Andy Jassy, CEO of Amazon, speaks during an unveiling event in New York on Feb. 26, 2025.

Michael Nagle | Bloomberg | Getty Images

Amazon CEO Andy Jassy said Wednesday that the company hasn’t seen any signs of consumers tightening their wallets in the face of President Donald Trump’s sweeping tariffs.

Jassy’s comments came during Amazon’s annual shareholder meeting, which was held virtually on Wednesday.

“We have not seen any attenuation of demand at this point,” Jassy said during a question-and-answer portion of the meeting. “We also haven’t yet seen any meaningful average selling price increases.”

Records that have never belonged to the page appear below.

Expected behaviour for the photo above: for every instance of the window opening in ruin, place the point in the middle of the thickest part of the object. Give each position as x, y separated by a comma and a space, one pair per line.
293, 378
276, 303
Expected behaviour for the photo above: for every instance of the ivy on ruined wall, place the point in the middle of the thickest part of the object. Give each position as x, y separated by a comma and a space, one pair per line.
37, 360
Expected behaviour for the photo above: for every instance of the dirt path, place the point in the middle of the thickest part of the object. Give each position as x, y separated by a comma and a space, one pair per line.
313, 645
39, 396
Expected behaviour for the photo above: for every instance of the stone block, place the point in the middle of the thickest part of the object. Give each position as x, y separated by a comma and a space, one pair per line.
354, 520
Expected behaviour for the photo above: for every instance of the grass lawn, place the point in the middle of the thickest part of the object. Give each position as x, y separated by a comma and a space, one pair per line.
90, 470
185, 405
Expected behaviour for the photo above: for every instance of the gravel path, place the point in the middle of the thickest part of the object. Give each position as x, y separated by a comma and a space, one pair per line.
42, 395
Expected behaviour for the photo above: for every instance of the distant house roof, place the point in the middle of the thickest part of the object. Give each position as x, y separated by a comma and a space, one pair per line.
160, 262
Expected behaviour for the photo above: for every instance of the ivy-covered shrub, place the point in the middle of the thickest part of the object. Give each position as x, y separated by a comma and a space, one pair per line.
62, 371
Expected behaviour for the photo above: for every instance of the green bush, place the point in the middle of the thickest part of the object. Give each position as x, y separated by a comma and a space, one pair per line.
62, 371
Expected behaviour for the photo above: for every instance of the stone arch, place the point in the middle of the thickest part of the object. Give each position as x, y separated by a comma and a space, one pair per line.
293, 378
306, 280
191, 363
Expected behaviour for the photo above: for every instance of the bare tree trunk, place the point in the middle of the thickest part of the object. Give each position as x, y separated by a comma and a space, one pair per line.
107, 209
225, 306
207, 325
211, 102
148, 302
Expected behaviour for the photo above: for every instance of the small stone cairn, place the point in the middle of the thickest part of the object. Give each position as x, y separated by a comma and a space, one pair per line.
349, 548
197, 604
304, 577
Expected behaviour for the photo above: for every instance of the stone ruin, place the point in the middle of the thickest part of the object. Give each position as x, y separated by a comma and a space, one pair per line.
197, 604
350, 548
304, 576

Amazon and other retailers continue to digest the impact of Trump’s tariffs. Rival retailer Walmart warned last week that consumers could start seeing price hikes from tariffs later this month and in June. Within days, that sparked the ire of Trump, who urged the company to “EAT THE TARIFFS.”

Read more CNBC Amazon coverage

Target said Wednesday it will likely need to hike prices on some items, while Home Depot said it expects to maintain its current pricing levels.

Jassy said last month the company made some “strategic forward inventory buys” to stock up on goods and is “pretty maniacally focused” on keeping prices low for shoppers.

Some third-party sellers, which account for roughly 60% of products sold, have increased prices on certain items, while others have opted to keep prices steady, Jassy said on Wednesday.

“I think that the diversity and the size of our marketplace really helps customers have the best selection of the best prices,” Jassy said.